1. Creativos e innovadores. La sed de aprendizaje, crecimiento e investigación hace que estos jóvenes aporten ideas frescas a la organización. Al tener múltiples intereses y manejar información de diferentes áreas (música, arte, cine, viajes) desafían el status quo e impulsan la innovación permanente.

2. Rápidos y pragmáticos. El formalismo no es un aliado de esta generación ya que se mueven más hacia lo práctico, fácil y rápido. Prefieren no tener horarios estrictos, trabajar por objetivos y guiarse por resultados. En un mundo en constante cambio esta generación es la más flexible y rápida de todas.

3. Focalizados en su desarrollo. No trabajan sólo por la remuneración económica sino para desarrollarse. Prefieren invertir su dinero en viajes, hobbies y actividades que disfrutan y que les permiten además crecer en el trabajo.
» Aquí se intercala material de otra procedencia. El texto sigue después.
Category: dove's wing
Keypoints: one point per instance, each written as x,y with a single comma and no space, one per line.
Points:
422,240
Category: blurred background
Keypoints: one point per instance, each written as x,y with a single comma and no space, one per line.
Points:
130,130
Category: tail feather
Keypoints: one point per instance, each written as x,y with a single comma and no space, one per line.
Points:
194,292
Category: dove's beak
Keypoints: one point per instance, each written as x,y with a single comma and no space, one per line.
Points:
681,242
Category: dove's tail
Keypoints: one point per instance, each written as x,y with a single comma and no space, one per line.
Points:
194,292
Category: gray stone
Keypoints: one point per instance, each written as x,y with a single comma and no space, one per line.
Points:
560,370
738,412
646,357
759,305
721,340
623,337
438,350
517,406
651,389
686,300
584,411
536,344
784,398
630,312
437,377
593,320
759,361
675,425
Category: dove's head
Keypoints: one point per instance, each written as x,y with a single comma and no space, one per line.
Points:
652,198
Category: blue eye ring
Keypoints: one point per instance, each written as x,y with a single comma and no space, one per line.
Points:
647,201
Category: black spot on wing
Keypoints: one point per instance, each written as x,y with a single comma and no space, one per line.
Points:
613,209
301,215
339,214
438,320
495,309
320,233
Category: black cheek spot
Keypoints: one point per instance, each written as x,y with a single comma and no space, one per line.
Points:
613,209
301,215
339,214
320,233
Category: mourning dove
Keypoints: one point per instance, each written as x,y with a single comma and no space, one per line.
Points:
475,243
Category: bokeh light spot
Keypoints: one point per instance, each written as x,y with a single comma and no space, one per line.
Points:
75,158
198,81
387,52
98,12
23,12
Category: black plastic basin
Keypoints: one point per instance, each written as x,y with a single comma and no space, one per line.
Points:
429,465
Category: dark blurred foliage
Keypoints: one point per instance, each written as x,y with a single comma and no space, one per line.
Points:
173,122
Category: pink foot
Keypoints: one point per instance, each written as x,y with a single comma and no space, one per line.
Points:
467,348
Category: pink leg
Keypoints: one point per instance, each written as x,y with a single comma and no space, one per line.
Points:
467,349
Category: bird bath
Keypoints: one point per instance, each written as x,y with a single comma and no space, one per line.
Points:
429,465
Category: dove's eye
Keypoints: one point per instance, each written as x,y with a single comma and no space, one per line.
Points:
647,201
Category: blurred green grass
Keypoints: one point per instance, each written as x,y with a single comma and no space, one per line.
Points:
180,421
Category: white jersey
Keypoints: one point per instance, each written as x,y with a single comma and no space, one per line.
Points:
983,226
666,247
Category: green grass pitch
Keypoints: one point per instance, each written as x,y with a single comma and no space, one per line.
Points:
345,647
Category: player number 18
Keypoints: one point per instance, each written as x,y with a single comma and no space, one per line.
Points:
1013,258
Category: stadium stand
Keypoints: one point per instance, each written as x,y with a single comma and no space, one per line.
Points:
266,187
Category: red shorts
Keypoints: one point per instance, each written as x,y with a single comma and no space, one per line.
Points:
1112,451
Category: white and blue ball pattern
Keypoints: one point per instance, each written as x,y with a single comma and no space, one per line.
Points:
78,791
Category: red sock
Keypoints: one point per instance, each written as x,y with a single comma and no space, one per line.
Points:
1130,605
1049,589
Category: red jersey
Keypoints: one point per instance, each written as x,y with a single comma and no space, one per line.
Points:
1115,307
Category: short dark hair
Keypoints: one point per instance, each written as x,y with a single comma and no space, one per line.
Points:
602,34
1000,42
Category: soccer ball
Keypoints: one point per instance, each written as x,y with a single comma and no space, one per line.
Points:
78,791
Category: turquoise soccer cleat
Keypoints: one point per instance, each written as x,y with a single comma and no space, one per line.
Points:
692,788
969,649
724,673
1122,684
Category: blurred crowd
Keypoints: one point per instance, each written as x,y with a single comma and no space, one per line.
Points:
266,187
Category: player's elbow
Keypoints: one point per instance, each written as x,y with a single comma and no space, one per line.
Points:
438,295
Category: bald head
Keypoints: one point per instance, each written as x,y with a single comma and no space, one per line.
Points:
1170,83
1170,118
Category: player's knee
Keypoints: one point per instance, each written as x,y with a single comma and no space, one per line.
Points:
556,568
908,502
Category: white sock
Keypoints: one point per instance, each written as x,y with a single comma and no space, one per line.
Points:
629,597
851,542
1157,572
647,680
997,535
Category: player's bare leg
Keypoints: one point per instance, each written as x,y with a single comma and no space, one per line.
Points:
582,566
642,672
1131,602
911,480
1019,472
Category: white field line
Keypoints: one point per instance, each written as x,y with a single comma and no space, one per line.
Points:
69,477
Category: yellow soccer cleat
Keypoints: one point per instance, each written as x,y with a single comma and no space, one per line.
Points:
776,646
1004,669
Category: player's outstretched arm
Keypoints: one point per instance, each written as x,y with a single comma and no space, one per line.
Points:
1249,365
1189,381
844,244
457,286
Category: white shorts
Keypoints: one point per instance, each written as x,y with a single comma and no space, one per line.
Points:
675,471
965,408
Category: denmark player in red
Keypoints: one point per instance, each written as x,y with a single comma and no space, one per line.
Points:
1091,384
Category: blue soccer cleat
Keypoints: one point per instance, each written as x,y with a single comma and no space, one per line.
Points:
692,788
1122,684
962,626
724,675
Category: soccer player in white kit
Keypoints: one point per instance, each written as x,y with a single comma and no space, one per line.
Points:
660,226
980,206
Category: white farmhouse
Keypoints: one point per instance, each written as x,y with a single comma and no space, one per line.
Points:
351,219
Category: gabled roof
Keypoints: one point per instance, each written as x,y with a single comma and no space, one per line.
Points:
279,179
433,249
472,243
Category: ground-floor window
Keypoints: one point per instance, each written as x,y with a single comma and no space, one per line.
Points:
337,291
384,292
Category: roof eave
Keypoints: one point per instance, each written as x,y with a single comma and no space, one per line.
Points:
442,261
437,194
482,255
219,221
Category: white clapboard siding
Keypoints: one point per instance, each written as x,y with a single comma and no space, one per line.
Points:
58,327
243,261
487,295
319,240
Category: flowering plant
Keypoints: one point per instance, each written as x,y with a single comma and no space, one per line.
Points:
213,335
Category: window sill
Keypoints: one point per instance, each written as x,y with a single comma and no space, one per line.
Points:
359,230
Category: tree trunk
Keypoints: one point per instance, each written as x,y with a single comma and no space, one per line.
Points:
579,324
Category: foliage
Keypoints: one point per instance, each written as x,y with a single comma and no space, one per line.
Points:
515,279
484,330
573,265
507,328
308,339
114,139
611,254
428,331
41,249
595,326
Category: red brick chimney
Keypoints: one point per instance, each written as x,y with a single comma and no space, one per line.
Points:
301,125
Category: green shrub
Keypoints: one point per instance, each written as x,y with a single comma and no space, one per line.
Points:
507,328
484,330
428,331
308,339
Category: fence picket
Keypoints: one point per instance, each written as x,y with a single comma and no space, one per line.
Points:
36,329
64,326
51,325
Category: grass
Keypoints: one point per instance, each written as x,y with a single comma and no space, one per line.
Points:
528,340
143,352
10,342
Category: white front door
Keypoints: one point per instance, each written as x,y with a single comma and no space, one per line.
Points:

Así, ven el empleo como un medio de desarrollo y realización personal. 

4. Cuidan el clima laboral. El ambiente de trabajo es la clave para que esta generación se sienta a gusto y dé lo mejor. Buscan sentirse cómodos, útiles y desean estar en un lugar que aporte a su crecimiento y bienestar. Por ello son grandes contribuidores al clima organizacional y a la felicidad laboral.

5. Son buenos líderes. Trabajan para las personas, no para las empresas. Los valores son pilares importantes, por lo que prefieren convertirse en líderes inspiradores antes que “bajar línea”. Las emociones juegan un papel clave para ellos, y saben como utilizarlas para inspirar y relacionarse con los otros.

Los líderes de las generaciones anteriores debemos bajarnos del pedestal y dejar de evaluar si nos gusta la Generación Y. Es tiempo de admitir que la forma de trabajar en las organizaciones está cambiando y que tenemos suerte de contar con un grupo de personas optimistas y con gran autoconfianza liderando este cambio. Un buen comienzo sería sincerarnos y admitir que la mayor desgracia de la juventud actual es que ya no pertenecemos a ella.